As Dafoe mounts his excursions into the wilderness, searching for any sign of his inconceivably rare prey, The Hunter cuts loose from its plot, which is all to the good. The movie’s most engrossing sequences are wordless and often near-silent, simply Dafoe negotiating his environment, making traps from wound wire and bent branches and gutting the small animals he catches for further study. The interactions are also terse at his temporary home base, a rented room in the house of a family whose patriarch disappeared some months before. Mom Frances O’Connor emerges from her bedroom only briefly, leaving Dafoe to converse with her mute son.

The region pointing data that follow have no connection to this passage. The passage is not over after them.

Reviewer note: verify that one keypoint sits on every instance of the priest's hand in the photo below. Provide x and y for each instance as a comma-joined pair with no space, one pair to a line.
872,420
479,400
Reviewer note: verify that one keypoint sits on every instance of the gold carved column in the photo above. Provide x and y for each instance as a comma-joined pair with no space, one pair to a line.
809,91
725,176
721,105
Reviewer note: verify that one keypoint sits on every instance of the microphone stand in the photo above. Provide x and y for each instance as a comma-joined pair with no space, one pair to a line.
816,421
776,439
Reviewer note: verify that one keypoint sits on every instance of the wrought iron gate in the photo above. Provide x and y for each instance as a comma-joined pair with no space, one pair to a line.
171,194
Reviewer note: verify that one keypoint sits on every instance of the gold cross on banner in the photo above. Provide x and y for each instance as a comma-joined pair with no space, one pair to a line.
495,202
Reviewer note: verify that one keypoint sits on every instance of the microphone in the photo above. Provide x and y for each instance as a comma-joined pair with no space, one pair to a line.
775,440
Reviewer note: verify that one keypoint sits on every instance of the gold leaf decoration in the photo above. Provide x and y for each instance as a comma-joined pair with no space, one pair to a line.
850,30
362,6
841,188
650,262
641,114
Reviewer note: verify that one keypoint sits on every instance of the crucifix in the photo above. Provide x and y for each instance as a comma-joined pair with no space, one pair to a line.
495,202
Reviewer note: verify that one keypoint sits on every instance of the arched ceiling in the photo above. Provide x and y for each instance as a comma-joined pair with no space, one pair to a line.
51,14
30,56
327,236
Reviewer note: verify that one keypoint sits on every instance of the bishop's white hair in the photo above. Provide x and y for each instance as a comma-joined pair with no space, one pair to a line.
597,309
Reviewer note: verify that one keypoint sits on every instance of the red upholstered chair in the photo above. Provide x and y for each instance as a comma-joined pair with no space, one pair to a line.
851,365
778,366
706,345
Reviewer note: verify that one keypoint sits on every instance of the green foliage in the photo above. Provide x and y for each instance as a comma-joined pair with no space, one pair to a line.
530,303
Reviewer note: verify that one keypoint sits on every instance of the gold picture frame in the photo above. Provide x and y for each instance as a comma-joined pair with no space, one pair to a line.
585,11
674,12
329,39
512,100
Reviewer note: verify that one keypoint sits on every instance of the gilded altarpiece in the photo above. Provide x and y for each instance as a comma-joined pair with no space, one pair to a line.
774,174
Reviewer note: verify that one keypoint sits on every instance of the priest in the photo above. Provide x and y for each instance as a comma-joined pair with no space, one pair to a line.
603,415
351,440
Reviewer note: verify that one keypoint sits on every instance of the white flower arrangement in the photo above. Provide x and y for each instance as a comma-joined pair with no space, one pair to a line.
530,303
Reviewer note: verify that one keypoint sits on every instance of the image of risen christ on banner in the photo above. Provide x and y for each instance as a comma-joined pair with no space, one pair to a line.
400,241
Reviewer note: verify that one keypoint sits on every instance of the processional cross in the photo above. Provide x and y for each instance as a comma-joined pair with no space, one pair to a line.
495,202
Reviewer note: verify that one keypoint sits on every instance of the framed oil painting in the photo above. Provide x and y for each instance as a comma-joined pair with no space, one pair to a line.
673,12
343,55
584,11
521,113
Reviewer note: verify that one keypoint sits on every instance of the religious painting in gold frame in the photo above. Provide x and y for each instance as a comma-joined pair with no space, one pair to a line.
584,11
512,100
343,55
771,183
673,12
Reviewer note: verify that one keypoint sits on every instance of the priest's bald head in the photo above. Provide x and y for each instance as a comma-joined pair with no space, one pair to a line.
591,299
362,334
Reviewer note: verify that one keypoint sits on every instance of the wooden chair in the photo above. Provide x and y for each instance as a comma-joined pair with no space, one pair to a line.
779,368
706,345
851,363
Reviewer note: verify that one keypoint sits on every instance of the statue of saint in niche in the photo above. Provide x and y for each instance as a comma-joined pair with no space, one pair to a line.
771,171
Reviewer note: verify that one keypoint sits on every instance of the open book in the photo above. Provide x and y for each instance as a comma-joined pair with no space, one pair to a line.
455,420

Whether the boy’s inability to speak is congenital or a response to his father’s absence is never explained, because his place is almost purely archetypal. It’s tempting to trace the movie’s problems back to the source novel by Julia Leigh, whose 2011 film Sleeping Beauty shows a fatal weakness for undigested symbolism, especially once the exigencies of drama take hold in the home stretch. When nothing’s happening, The Hunter is engrossing. Dafoe invests every action with a sense of purpose (not, thankfully, the same thing as meaning), to the extent that viewers would likely turn up to watch him peel potatoes, Jeanne Dielman-style. But the movie fumbles badly when it’s time to turn those actions toward resolution, forcing an ending that seems both arbitrary and cruel. At under 80 minutes, the movie is terse enough that it could do without trumped-up events.